Passbolt First Install : The OpenPGP server key defined in the config cannot be used to decrypt

DaveG33 · October 29, 2020, 12:57pm

Hi All,

I’m attempting to install passbolt for testing but keep hitting a wall with the following error:

"Error: [Cake\Http\Exception\InternalErrorException] The OpenPGP server key defined in the config cannot be used to decrypt. Could not import the key. (/var/www/passbolt/src/Auth/GpgAuthenticate.php:284)
Request URL: /auth/verify.json?api-version=v1"

I’ve read through similar experiences on this forum which were the result of incorrect GPG versions or keyfile references for GPG keys, both of which I think do not apply to my case.

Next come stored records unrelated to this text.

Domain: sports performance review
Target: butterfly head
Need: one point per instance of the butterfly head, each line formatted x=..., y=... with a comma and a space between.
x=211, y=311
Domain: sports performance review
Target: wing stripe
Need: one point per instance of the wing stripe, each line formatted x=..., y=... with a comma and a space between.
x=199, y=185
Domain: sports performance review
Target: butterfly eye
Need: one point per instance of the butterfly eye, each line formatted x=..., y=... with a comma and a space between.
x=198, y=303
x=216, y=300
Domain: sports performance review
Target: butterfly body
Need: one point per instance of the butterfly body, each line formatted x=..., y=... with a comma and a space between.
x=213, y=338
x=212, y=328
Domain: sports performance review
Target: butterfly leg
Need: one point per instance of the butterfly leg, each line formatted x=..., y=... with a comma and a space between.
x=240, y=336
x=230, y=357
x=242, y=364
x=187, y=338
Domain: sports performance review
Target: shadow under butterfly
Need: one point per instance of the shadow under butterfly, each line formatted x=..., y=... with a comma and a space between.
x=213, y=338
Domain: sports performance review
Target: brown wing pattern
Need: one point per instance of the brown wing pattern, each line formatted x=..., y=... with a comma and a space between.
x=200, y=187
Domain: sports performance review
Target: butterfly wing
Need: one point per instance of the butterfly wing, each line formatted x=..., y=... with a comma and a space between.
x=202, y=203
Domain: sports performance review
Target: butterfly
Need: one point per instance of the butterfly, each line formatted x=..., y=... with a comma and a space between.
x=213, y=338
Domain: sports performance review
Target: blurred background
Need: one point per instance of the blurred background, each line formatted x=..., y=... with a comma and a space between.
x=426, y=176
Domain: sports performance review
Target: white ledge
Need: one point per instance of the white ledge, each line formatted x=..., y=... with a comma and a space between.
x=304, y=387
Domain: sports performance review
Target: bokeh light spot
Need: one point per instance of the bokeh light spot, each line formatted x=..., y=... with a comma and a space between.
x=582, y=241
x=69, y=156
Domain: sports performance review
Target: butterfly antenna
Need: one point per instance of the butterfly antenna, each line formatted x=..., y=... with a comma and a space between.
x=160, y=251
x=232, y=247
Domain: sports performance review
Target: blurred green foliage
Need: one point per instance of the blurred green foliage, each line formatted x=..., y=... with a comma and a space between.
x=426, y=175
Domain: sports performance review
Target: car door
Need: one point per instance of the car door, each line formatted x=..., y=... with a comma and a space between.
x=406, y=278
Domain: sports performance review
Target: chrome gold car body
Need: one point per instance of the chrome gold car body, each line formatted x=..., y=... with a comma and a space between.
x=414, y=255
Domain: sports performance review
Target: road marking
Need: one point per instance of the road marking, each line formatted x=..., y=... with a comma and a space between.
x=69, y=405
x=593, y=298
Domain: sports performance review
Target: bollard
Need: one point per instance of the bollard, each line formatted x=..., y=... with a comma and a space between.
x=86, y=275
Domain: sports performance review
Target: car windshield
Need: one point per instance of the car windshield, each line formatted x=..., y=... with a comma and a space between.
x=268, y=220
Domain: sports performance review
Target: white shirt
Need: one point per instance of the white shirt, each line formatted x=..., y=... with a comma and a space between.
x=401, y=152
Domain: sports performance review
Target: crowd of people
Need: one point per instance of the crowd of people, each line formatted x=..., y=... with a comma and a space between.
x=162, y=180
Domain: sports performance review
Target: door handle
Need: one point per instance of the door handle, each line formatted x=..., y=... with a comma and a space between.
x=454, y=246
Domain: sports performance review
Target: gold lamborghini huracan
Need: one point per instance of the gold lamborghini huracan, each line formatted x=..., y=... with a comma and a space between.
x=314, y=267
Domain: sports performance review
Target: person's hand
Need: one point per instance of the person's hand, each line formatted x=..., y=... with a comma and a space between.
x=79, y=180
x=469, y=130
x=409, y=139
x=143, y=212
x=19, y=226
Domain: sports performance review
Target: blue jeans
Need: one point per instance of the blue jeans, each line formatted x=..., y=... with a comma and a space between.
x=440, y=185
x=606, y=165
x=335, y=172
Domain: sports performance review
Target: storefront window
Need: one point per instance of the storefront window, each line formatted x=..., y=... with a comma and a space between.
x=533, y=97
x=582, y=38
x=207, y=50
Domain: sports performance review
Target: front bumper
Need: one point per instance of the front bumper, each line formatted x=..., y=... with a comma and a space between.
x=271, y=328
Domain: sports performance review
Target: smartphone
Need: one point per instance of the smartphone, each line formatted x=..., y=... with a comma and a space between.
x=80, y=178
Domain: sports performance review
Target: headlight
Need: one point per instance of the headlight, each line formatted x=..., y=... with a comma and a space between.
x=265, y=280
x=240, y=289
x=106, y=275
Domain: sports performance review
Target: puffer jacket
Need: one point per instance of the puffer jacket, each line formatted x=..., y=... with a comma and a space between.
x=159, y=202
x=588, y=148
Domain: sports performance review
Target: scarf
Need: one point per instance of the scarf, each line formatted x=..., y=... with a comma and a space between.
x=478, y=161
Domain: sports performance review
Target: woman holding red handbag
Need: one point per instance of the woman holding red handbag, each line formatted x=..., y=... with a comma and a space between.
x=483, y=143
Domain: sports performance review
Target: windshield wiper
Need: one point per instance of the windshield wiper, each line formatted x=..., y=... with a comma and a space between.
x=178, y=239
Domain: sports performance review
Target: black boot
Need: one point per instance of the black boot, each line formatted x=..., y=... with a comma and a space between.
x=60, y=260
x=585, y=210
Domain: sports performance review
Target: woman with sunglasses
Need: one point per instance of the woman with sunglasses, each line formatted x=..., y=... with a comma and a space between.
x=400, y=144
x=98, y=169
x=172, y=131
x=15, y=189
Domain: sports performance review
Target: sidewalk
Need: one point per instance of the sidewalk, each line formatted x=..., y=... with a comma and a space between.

The build environment I’m using is:
Virtual Machine
Red Hat v7.9
Passbolt v2.12.1 (intended as I’d like to work with this previous version initially)
gpg (GnuPG) v2.0.22
PHP v7.2.34

Following the build (which includes SELinux updates and 600 perms to “/usr/share/httpd/.gnupg/” I am able to register a new user and access the website but am presented with the following page when I attempt to login:

When I inspect the GPG keys as the apache user I get the following:

[root@dev-passbolt passbolt]# su -s /bin/bash -c "gpg --list-keys --with-finger" apache
/usr/share/httpd/.gnupg/pubring.gpg
-----------------------------------
pub   2048R/EDC6CC8D 2020-10-29
      Key fingerprint = E068 B649 F85B 8A3E 13F7  4EBF 2B03 4FA5 EDC6 CC8D
uid                  dev-passbolt <dev-passbolt@OMITTED>
sub   2048R/0037CA8E 2020-10-29
[root@dev-passbolt passbolt]# su -s /bin/bash -c "gpg --list-secret-keys --with-finger" apache
/usr/share/httpd/.gnupg/secring.gpg
-----------------------------------
sec   2048R/EDC6CC8D 2020-10-29
      Key fingerprint = E068 B649 F85B 8A3E 13F7  4EBF 2B03 4FA5 EDC6 CC8D
uid                  dev-passbolt <dev-passbolt@OMITTED>
ssb   2048R/0037CA8E 2020-10-29

Both keys were exported to the following files:

su -s /bin/bash -c "gpg --armor --export-secret-keys dev-passbolt@OMITTED > /var/www/passbolt/config/gpg/serverkey_private_ecc.asc" apache

su -s /bin/bash -c "gpg --armor --export dev-passbolt@OMITTED > /var/www/passbolt/config/gpg/serverkey_ecc.asc" apache

and I compared that to the passbolt.php entry:

// Main server key.
            'serverKey' => [
                // Server private key fingerprint.
                'fingerprint' => 'E068B649F85B8A3E13F74EBF2B034FA5EDC6CC8D',
                'public' => CONFIG . 'gpg' . DS . 'serverkey_ecc.asc',
                'private' => CONFIG . 'gpg' . DS . 'serverkey_private_ecc.asc',

I also ran the healthcheck which provides the following report:

I’m at a bit of a loss and could use some guidance please.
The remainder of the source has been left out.